Before you freak out and think that I am about to fall off the wagon, hear me out. Yes, sobriety is awesome. It is awesome for me and for everyone around me and I couldn’t imagine being a good father or husband if I were still drinking. But it’s not all sunshine, butterflies and rainbows. While getting and staying sober was the best decision I’ve ever made, it has easily been the most challenging. One of the things that I truly loved about alcohol was that it gave me an escape from my problems, an escape from my incessant worrying, an escape from reality. It sucks because I still have a hard time talking to my wife about my alcoholism because I still do not know exactly how to convey my feelings sober. It sucks because I used to be really good at opening up when under the influence because I was in a different place, I was comfortable in my own skin and I had escaped to the comfort that I was so used to when I had been drinking.
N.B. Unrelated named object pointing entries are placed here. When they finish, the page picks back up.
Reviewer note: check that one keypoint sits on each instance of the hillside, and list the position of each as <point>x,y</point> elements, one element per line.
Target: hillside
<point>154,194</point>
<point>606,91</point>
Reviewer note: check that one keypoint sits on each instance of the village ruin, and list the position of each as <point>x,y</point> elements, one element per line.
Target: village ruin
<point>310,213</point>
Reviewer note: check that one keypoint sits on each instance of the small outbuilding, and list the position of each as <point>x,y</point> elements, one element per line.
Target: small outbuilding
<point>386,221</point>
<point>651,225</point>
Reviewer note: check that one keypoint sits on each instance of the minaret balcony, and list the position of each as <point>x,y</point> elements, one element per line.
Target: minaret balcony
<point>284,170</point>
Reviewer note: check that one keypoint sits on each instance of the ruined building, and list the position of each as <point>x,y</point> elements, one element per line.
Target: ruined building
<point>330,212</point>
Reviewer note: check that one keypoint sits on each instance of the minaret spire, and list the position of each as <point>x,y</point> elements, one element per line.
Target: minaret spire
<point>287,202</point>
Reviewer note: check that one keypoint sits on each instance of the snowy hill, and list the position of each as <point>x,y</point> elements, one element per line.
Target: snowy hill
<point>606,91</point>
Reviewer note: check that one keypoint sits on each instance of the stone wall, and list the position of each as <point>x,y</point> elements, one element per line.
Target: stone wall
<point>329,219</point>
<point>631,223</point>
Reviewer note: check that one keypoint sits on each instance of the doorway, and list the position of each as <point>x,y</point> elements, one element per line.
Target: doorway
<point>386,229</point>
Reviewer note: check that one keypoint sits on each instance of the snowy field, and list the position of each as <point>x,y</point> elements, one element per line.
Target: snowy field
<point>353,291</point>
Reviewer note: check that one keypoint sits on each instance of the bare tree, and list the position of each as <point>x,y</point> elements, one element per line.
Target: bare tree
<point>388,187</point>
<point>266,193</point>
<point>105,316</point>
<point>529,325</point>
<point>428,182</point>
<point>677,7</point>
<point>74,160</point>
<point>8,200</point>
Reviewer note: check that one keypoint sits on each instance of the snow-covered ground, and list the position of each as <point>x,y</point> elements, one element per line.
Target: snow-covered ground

When I got sober, I didn’t miss the actual alcohol but I did miss the escape. And at nearly 1.5 years sober, sometimes I still do. And that sucks. You know what else sucks? When I hang out with my friends, and they have a couple of beers, loosen up a bit and then head home without doing anything crazy, out of control or self-destructive. I look at them and there’s a part of me that envies their ability to put down a drink, to enjoy alcohol responsibly without having it take over their lives. It makes me feel like I am just an out of control person who was not strong enough to just put the bottle down.
So maybe a lot of people don’t say it and maybe I’m the only one who feels it, I really don’t know, but I don’t mind saying it. Sometimes sobriety just sucks. But on the other hand, it only sucks when I view it that way. Because in every challenge, there is also an opportunity for growth. Yes, I no longer have the option of using a substance to escape my feelings or problems. But because of that, I have learned to actually deal with them instead, which for me can be much harder than it actually sounds. And yes, sometimes I get jealous of my friends that can drink normally. So yeah, sometimes sobriety sucks. But you know what? Sometimes life just sucks, that is just how it is.